C’è un guardiano che li annaffia quei fiori, si chiama Francesco, uno di poche parole che si spiega bene con le mani. E nel Garbino che in inverno ti consola e in estate ti ammazza crescono muti quei fiori di latta grandi come padelle. Le quaglie che hanno attraversato il mare si vengono a buttare di pancia fra di essi e lì nidificano, e poi ad agosto fanno un richiamo che sembra un fischio interrotto appena l’hai iniziato ma all’ombra delle foglie si sta già meglio e si è sorpresi da piccole magie. So di animali addolorati che camminano tra quei fiori e tentano la via crucis delle razze nate dopo la Pentecoste. Sono esseri addolorati perché di latta anche loro, e hanno dei richiami a manovella. Nei loro piccoli mondi che ci spaventano perché vi regna la vita remota e immensa della preistoria hanno facce squadrate e per occhi dei fori.
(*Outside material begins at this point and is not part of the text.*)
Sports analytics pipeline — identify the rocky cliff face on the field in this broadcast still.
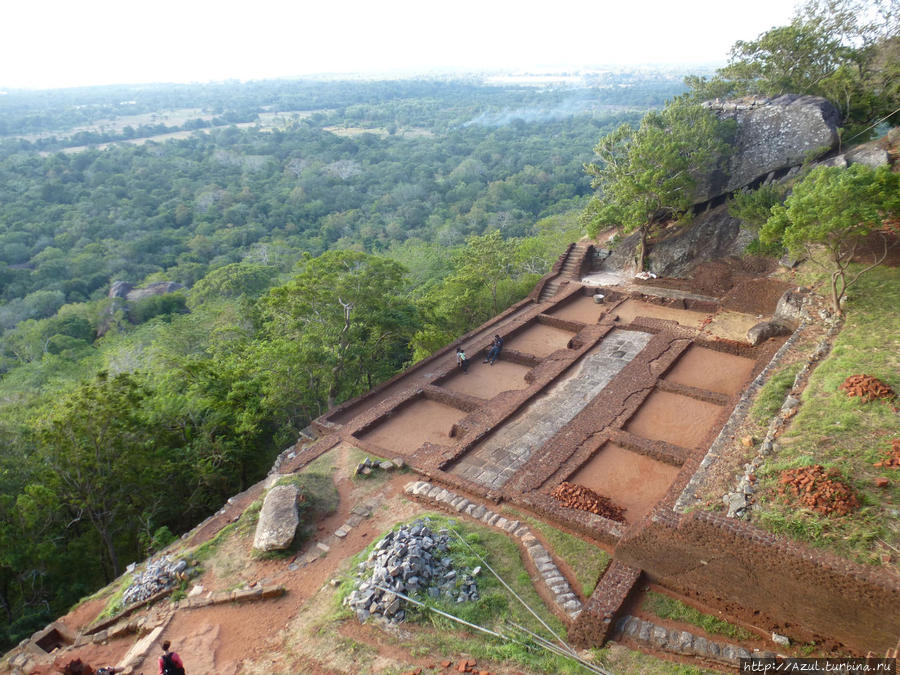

Ma quando nessuno sta a sentire ecco che intentano all’ombra dei fiori un dialogo stridulo e roco con le quaglie, e allora quello è un momento di raro incanto, perché un animale che dialoga con un automa è bello come le processioni di lucciole nei sogni.
Altre volte nel silenzio notturno che fa crescere la ruggine una luna migratrice e stanca che viaggiava troppo bassa resta impigliata tra quei fiori e allora gli automi la guardano in silenzio e poi, in silenzio, giocano per ore.